İşte Allah (c.c.’a itaat eden ve hayırlarda yarışan bir çerçevede yetişti Hz. Meryem. Bu öyle bir çevreydi ki o, tabiat kanunları doğrultusunda yaşam sürdürmekten daha çok, İlahî himayenin gözetiminde yaşam sürmekteydi. Bu sebeple, ergenlik çağına geldikten sonra Meryem’in aklına bile gelmeyecek bir hitapla meleklerin ona gelmesinde hiçbir gariplik yoktur.
Melekler demişlerdi ki: Ey Meryem! Allah sana kendisinden bir Kelime’yi müjdeliyor; Adı Meryem oğlu İsa’dır. Mesih’tir; dünyada da, ahirette de itibarlı ve Allah’ın kendisine yakın kıldıklarındandır. O, salihlerden olarak, beşikte iken ve yetişkinlik halinde insanlara konuşacak. Meryem: Rabbim! dedi, bana bir erkek eli değmediği halde nasıl çocuğum olur? Allah şöyle buyurdu: İşte böyledir, Allah dilediğini yaratır. Bir işe hükmedince ona sadece “Ol” der; o da hemen oluverir (Al-i İmran Suresi 45-47)

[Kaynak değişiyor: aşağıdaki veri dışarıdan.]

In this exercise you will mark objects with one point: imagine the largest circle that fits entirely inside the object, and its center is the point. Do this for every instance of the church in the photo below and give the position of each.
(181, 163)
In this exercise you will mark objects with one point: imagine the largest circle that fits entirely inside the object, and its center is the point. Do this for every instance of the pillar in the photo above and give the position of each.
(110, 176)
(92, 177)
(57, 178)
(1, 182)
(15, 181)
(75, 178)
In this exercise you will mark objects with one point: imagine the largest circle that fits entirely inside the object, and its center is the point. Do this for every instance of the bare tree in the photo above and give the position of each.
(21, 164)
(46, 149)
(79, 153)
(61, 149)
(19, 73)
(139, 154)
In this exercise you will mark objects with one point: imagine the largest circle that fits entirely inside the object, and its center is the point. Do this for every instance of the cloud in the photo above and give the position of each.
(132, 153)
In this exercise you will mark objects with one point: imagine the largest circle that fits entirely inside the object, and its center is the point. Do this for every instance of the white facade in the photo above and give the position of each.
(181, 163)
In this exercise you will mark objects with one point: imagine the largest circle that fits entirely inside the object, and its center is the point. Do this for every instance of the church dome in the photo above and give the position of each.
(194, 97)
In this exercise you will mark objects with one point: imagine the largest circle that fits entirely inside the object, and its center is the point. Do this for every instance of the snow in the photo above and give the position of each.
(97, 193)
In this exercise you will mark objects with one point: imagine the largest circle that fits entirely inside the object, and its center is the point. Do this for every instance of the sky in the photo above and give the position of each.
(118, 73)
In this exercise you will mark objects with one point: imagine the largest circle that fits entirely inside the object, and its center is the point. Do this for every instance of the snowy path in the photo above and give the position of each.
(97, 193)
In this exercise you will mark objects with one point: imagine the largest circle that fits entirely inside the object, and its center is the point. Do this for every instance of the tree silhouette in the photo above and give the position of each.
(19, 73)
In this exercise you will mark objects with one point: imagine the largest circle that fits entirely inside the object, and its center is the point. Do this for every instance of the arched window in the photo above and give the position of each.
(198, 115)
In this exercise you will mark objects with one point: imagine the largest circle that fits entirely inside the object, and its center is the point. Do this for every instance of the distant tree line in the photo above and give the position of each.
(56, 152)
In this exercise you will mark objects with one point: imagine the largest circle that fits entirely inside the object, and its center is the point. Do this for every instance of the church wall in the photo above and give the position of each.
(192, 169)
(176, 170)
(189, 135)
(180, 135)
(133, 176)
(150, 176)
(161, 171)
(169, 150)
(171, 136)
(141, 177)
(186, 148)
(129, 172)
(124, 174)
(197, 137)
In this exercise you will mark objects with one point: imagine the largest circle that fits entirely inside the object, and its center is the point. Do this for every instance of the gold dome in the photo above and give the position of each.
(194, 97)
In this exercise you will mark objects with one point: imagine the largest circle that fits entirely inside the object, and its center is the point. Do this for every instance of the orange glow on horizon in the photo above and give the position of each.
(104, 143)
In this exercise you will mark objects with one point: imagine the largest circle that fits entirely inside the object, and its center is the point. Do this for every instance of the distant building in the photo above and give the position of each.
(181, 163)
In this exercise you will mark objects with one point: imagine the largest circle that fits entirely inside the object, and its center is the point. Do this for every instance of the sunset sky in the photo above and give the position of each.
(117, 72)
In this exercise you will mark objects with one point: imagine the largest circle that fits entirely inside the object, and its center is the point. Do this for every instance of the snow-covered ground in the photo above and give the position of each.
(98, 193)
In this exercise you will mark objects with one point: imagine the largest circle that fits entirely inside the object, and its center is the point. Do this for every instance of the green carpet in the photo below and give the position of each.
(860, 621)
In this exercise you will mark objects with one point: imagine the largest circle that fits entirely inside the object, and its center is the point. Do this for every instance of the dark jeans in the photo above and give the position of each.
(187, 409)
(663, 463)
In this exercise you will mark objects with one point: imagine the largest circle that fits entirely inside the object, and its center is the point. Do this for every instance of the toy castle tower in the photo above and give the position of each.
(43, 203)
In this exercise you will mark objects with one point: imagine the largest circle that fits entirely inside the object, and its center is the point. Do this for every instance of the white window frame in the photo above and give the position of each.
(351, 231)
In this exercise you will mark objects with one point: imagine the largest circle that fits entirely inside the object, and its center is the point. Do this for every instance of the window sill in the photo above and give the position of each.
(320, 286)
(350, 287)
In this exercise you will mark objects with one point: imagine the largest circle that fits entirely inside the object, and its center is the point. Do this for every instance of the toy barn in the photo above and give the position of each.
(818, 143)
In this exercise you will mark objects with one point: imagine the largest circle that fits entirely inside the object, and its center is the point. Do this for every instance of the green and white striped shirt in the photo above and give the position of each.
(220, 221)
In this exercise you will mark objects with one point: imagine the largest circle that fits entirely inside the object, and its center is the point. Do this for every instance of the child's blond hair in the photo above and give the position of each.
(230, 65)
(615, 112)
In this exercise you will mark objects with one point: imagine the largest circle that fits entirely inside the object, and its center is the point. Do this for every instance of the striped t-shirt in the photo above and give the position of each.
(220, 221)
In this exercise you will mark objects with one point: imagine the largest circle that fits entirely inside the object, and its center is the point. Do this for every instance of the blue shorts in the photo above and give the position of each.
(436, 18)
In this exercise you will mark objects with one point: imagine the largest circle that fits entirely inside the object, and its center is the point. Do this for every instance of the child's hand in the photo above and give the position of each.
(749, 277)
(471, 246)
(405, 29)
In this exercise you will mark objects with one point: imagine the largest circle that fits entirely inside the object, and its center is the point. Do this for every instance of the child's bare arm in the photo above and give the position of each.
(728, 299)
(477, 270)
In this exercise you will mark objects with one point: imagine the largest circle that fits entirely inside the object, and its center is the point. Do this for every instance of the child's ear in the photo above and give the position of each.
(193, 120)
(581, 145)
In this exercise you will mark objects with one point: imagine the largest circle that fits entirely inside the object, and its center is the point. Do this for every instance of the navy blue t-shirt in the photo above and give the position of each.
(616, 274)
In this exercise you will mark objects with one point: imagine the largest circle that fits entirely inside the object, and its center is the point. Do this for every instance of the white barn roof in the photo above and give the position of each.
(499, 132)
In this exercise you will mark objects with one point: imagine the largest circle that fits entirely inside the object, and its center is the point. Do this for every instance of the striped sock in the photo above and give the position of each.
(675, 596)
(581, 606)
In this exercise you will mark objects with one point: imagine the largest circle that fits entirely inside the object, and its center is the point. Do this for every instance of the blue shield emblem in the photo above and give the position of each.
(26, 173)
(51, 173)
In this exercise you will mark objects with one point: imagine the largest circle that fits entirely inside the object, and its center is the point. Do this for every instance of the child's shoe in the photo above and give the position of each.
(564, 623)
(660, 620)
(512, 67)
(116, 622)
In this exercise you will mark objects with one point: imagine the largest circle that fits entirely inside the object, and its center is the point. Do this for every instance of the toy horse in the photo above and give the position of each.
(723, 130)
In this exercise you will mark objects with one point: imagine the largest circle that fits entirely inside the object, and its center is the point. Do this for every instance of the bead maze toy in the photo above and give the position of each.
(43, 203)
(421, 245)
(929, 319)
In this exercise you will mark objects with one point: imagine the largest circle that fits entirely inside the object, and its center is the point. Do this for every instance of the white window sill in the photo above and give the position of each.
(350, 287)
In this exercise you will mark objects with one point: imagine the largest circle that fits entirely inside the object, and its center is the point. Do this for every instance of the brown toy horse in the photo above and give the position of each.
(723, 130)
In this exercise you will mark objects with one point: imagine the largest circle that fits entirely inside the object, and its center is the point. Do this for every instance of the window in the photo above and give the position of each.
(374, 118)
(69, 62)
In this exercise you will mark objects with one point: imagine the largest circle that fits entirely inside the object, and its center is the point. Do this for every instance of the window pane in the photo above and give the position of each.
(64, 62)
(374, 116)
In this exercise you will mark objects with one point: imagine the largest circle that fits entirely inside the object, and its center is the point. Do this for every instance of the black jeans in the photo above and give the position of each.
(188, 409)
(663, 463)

İşte böylece Hz. Meryem korkunç bir tecrübenin içine girmiş ve her bakire kızın kendisinden utanacağı ve ölümü temenni edeceği bir sorumluluk yüklenmiş oldu. Ne var ki Allah (c.c.)’ın kelimesi tamamlanmıştı. Böylece Meryem oğlu İsa (a.s.) esrarengiz bir şekilde doğdu.
Hz. İsa (a.s.), hatalarını düzeltmek, gururlarını kırmak ve mütevazi bir ibadetle Allah (c.c)’a ve insanlara karşı yumuşak kalpli olmalarını sağlamak için, İsrailoğullarına peygamber olarak gönderildi. İnsanlar, Hz. Meryem’in doğup büyüdüğü nübüvvet evine saygı gösteriyorlar, şeref, asalet ve fazilet bakı-mından oğlunun anlattığı şeyleri ve hayatında gerçekleşen rahmet ve nimetleri takdir ediyorlardı. Ancak İsrailoğulları’nın ise kendilerine has başka bir konumu vardı.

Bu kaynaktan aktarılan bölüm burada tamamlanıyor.